Question

A circle cuts two perpendicular lines so that each intercept is of given length. The locus of the centre of the circle is a conic whose eccentricity is
A) 1
B) $\dfrac{1}{\sqrt{2}}$
C) $\sqrt{2}$
D) None of these.

Answer 1

Hint: Let the two perpendicular lines be the x-axis and the y-axis, and let the intercepts be equal to a and b, respectively. Assume the centre of the circle to be (x,y). Use the property that the perpendicular from the centre of the circle divides the chord into two equal halves.
Complete step-by-step answer:
Let us start the solution by letting the two perpendicular lines be the x-axis and the y-axis, and the intercepts be equal to a and b, respectively.
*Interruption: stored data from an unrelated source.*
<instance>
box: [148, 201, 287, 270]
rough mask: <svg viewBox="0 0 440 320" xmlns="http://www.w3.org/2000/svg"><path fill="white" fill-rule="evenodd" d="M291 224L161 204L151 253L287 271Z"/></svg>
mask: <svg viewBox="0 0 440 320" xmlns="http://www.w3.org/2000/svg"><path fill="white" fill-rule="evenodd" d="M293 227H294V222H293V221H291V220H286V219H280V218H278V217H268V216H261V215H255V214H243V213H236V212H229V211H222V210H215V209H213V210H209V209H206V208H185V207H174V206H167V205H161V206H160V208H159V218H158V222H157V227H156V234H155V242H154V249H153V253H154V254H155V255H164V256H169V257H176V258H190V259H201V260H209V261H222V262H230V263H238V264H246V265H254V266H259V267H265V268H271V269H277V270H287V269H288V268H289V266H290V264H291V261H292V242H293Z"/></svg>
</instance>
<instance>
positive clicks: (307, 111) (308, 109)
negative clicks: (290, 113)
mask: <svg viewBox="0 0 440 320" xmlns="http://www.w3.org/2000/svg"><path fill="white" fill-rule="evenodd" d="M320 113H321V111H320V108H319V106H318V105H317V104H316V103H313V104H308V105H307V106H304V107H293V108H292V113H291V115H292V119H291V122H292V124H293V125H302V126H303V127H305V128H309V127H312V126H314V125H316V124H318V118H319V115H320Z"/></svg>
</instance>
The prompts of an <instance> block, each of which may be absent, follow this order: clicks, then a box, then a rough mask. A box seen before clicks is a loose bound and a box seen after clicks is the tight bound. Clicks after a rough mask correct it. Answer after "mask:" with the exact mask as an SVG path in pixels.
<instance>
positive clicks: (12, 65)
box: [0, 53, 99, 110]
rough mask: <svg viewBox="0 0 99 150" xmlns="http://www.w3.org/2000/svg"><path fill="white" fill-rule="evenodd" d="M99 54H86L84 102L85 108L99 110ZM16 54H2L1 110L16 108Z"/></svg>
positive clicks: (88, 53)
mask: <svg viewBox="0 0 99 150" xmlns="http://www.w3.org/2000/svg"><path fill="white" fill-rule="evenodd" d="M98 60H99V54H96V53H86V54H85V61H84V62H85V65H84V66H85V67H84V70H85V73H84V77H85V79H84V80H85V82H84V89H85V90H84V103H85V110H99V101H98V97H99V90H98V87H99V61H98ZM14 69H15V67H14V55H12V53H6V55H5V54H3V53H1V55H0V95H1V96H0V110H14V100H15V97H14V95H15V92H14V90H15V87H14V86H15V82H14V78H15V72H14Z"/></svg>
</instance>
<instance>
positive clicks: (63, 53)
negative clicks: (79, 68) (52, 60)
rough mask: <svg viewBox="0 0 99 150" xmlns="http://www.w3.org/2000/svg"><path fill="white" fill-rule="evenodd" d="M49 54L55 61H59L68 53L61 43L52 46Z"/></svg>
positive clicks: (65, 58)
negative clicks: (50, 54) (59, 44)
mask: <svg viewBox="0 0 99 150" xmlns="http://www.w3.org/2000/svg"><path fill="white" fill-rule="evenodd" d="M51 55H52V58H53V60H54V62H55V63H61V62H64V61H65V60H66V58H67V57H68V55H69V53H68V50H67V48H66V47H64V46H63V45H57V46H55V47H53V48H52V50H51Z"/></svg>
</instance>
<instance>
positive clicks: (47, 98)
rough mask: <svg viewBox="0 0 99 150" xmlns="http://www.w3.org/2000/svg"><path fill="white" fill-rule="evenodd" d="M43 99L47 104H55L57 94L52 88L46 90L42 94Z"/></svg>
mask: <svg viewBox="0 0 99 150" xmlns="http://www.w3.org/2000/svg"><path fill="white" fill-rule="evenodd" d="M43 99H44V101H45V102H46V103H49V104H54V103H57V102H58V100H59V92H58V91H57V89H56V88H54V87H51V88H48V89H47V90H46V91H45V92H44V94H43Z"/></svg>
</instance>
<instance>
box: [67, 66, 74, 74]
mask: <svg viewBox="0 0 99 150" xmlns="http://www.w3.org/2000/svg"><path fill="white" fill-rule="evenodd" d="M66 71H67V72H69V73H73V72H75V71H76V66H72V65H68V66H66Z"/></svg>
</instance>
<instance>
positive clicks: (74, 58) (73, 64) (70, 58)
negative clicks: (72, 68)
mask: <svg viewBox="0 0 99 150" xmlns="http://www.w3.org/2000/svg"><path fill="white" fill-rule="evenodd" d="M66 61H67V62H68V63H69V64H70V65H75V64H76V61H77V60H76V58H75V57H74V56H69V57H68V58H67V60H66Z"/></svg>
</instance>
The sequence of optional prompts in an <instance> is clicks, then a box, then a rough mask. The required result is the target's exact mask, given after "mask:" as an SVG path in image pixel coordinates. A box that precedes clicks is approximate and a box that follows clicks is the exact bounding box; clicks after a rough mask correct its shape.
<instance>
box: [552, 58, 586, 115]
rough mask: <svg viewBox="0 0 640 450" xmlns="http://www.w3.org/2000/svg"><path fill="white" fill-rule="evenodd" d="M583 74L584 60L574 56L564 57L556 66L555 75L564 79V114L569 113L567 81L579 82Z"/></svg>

We will also assume the centre of the circle to be (x,y).
Let us draw the diagram of the situation according to the assumed data.

Now, as we have considered A to be (x,y) , the point H comes out to be (x,0) and G comes to be (0,y).
Also, according to our assumption, CD=a and EF=b and they are the chords of the circle.
Now we know that the perpendicular from the centre of the circle divides the chord into two equal halves. So, we can say that HD = $\dfrac{1}{2}CD=\dfrac{a}{2}$ and GE = $\dfrac{1}{2}EF=\dfrac{b}{2}$
Now, according to the distance formula, the distance between two points $\left( {{x}_{1}},{{y}_{1}} \right)\text{ and }\left( {{x}_{2}},{{y}_{2}} \right)$ is given by $\sqrt{{{\left( {{x}_{2}}-{{x}_{1}} \right)}^{2}}+{{\left( {{y}_{2}}-{{y}_{1}} \right)}^{2}}}$ .
So, using the figure and above result, we can say that $E=\left( 0,y+\dfrac{b}{2} \right)$ and $D=\left( x+\dfrac{a}{2},0 \right)$ . Also, we can see that E and D lie on the circle and the A is the centre, so AE=AD=radius.
$\Rightarrow \sqrt{{{\left( x-0 \right)}^{2}}+{{\left( y-\left( y+\dfrac{b}{2} \right) \right)}^{2}}}=\sqrt{{{\left( x-\left( x+\dfrac{a}{2} \right) \right)}^{2}}+{{\left( y-0 \right)}^{2}}}$
$\Rightarrow \sqrt{{{x}^{2}}+\dfrac{{{b}^{2}}}{4}}=\sqrt{\dfrac{{{a}^{2}}}{4}+{{y}^{2}}}$
If we square both sides of the equation, we get
${{x}^{2}}+\dfrac{{{b}^{2}}}{4}=\dfrac{{{a}^{2}}}{4}+{{y}^{2}}$
$\Rightarrow {{x}^{2}}-{{y}^{2}}=\dfrac{{{a}^{2}}}{4}-\dfrac{{{b}^{2}}}{4}$
\[\Rightarrow \dfrac{{{x}^{2}}}{\dfrac{{{a}^{2}}}{4}-\dfrac{{{b}^{2}}}{4}}-\dfrac{{{y}^{2}}}{\dfrac{{{a}^{2}}}{4}-\dfrac{{{b}^{2}}}{4}}=1\]
So, looking at the equation, we can say that the locus of the centre is a hyperbola with the length of major axis=length of the minor axis. We know that the eccentricity of a hyperbola is given by:
$e=\sqrt{1+\dfrac{{{\left( \text{length of minor axis} \right)}^{2}}}{{{\left( \text{length of major axis} \right)}^{2}}}}=\sqrt{1+\left( \dfrac{\dfrac{{{a}^{2}}}{4}-\dfrac{{{b}^{2}}}{4}}{\dfrac{{{a}^{2}}}{4}-\dfrac{{{b}^{2}}}{4}} \right)}=\sqrt{1+1}=\sqrt{2}$
Therefore, the answer to the above question is option (c).

Note: You could have also solved the question by taking any two perpendicular lines, but considering the axes as the lines is the smartest way of approaching the above problem. Also, be sure that you learn all the properties and theorems related to circles as they are used very often.